NASNAS配置与优化

Quick Reference

Scope

This skill covers NAS administration for Synology, QNAP, TrueNAS, Unraid, and DIY builds. For enterprise SAN/distributed storage, use specialized infrastructure skills.

Critical Rules

1. 1. RAID is not backup — RAID protects against drive failure, not ransomware, fire, or accidental deletion. Always maintain off-site backup.

1. 2. 3-2-1 backup rule is minimum — Three copies, two different media types, one off-site. Cloud sync to B2/S3/Glacier counts as off-site.

1. 3. SMB for Windows/Mac, NFS for Linux — Wrong protocol = permission chaos. AFP deprecated. Enable only protocols you actually use.

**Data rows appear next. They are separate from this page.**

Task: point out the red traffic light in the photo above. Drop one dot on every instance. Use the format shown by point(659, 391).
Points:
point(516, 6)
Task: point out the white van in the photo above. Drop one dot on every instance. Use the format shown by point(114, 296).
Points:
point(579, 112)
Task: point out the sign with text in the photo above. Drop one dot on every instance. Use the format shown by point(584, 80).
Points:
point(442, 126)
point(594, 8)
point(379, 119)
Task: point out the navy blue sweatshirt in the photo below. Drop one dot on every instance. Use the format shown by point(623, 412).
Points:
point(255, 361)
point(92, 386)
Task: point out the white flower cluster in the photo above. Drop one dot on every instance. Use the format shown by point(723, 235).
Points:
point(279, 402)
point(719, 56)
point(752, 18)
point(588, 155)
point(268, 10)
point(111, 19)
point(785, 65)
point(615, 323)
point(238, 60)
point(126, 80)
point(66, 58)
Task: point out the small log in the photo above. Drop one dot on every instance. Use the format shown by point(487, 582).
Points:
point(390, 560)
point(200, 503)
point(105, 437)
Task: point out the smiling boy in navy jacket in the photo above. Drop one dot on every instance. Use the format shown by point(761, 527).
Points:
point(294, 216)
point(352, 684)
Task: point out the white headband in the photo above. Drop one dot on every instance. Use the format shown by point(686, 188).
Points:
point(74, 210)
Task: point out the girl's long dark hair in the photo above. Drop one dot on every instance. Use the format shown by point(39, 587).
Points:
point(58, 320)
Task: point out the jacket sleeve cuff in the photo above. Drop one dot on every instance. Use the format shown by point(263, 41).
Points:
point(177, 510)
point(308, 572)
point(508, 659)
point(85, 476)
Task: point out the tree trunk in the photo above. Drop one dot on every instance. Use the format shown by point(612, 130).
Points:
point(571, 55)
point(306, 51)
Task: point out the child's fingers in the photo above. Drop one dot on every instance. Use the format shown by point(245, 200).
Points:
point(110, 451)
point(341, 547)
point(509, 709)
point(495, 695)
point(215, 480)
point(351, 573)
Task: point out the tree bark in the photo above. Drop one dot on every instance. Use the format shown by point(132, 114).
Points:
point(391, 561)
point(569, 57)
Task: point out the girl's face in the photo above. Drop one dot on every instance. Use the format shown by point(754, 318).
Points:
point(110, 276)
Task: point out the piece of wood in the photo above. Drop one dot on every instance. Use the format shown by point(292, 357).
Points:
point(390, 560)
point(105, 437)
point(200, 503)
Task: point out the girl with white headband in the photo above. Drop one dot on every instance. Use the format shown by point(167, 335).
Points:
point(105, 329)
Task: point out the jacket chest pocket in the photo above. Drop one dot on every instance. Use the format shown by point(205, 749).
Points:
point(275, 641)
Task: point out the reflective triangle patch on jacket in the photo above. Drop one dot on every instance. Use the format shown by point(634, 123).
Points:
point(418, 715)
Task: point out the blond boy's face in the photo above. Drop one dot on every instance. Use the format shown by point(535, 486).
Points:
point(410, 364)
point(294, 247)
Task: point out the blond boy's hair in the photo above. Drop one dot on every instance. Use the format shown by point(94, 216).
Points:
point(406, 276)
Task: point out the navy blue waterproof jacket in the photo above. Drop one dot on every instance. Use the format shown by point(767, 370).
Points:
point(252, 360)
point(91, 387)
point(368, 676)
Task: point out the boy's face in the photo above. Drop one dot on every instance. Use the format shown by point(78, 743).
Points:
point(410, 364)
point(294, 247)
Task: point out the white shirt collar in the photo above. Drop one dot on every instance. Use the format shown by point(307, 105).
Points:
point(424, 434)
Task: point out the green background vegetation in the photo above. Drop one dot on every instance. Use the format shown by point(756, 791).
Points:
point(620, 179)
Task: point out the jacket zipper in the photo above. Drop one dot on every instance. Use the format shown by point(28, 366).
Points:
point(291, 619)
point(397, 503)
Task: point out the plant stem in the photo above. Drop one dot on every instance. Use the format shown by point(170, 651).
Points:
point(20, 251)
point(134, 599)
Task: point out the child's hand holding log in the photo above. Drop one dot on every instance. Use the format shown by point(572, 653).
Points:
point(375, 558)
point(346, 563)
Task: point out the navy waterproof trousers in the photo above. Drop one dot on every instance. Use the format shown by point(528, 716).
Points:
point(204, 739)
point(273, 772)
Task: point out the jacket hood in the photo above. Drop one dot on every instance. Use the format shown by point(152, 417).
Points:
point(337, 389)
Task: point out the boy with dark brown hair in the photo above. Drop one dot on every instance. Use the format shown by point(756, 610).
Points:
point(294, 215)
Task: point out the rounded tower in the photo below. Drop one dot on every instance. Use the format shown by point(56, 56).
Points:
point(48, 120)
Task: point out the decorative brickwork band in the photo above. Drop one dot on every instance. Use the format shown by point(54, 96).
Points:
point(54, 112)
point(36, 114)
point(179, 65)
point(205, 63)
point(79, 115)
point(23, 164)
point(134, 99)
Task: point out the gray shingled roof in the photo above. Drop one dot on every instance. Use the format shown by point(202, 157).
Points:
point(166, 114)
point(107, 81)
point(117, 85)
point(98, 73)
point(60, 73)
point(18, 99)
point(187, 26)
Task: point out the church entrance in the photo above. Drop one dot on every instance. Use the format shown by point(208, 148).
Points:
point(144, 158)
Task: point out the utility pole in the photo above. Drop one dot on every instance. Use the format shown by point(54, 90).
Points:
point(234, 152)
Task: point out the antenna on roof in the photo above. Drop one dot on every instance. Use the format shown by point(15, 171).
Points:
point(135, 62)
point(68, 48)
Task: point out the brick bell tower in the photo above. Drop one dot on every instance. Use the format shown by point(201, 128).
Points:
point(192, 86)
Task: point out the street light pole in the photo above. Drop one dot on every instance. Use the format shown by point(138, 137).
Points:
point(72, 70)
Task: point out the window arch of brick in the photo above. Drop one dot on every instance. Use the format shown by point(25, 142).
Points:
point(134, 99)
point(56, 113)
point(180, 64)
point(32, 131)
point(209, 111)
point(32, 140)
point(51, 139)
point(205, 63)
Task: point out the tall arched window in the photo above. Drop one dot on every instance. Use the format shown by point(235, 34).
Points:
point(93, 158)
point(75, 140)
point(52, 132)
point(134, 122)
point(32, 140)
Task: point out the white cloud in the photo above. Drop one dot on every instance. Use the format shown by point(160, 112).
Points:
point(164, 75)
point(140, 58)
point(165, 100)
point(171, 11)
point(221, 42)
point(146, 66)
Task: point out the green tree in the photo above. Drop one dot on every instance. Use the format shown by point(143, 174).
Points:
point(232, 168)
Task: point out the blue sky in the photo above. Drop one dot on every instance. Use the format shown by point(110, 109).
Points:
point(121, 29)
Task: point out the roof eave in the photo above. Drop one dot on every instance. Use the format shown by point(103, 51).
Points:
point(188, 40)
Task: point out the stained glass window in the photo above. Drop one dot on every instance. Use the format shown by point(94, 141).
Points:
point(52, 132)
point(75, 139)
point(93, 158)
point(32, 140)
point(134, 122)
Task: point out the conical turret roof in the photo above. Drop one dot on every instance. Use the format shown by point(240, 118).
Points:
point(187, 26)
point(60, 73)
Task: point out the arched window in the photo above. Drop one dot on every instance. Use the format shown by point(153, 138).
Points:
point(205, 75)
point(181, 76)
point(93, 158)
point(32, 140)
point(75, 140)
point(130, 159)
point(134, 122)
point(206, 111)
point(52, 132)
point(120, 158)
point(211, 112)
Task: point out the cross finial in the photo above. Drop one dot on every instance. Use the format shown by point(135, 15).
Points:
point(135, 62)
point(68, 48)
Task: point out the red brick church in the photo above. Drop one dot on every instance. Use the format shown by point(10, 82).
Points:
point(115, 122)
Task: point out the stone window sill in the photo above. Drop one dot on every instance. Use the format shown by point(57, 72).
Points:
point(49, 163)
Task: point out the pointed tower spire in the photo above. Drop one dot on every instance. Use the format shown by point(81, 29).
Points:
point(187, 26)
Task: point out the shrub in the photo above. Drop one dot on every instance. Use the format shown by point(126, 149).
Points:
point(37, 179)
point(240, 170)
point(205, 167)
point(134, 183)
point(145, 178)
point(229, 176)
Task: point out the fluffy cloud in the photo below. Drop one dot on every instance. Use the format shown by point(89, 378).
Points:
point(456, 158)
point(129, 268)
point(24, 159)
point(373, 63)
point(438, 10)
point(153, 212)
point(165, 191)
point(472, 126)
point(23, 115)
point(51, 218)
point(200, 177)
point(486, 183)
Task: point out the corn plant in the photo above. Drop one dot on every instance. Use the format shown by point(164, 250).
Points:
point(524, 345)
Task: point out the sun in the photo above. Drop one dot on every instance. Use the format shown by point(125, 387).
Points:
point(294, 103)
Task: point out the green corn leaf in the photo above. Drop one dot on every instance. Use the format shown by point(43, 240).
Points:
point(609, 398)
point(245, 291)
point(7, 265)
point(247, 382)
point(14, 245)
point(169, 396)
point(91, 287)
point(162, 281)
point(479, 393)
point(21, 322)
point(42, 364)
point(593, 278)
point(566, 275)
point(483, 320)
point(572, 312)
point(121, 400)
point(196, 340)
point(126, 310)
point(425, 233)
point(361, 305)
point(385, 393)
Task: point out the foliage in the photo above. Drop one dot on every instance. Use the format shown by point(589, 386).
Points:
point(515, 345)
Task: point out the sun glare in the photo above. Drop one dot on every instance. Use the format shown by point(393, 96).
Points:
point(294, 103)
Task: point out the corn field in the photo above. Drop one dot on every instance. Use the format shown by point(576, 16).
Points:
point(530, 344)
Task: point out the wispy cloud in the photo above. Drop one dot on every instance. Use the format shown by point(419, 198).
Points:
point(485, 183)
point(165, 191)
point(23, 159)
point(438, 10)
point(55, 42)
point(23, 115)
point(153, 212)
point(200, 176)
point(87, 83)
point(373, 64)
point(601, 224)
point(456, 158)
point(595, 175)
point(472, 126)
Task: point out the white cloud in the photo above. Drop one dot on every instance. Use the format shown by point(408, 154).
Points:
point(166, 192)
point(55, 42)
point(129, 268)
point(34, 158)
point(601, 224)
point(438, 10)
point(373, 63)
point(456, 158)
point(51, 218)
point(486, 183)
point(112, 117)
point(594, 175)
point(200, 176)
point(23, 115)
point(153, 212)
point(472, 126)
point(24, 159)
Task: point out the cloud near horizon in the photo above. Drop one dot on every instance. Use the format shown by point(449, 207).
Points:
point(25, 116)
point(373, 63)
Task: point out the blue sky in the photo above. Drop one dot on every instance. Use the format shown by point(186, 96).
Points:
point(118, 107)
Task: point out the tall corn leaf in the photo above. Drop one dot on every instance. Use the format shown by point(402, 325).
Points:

1. 4. Expose ZERO ports to internet — No DSM/QTS admin on public IP. Use VPN (WireGuard/Tailscale) or reverse proxy with auth.

1. 5. Test your backups quarterly — Untested backup is not a backup. Actually restore files to verify integrity.

1. 6. Disable admin account — Create named admin accounts. Default "admin" is first target for brute force.

1. 7. UPS mandatory — Power loss during write = corrupted pool. Budget for battery backup that signals clean shutdown.

1. 8. Snapshots are not backup — Same disks, same failure domain. Snapshots help with accidental delete, not disaster.

1. 9. Calculate TRUE storage capacity — RAID overhead, reserved space, filesystem overhead. 4x8TB drives ≠ 32TB usable.

1. 10. ARM NAS = limited Docker — Synology J-series, low-end QNAP run ARM. Many Docker images x86 only. Verify before buying.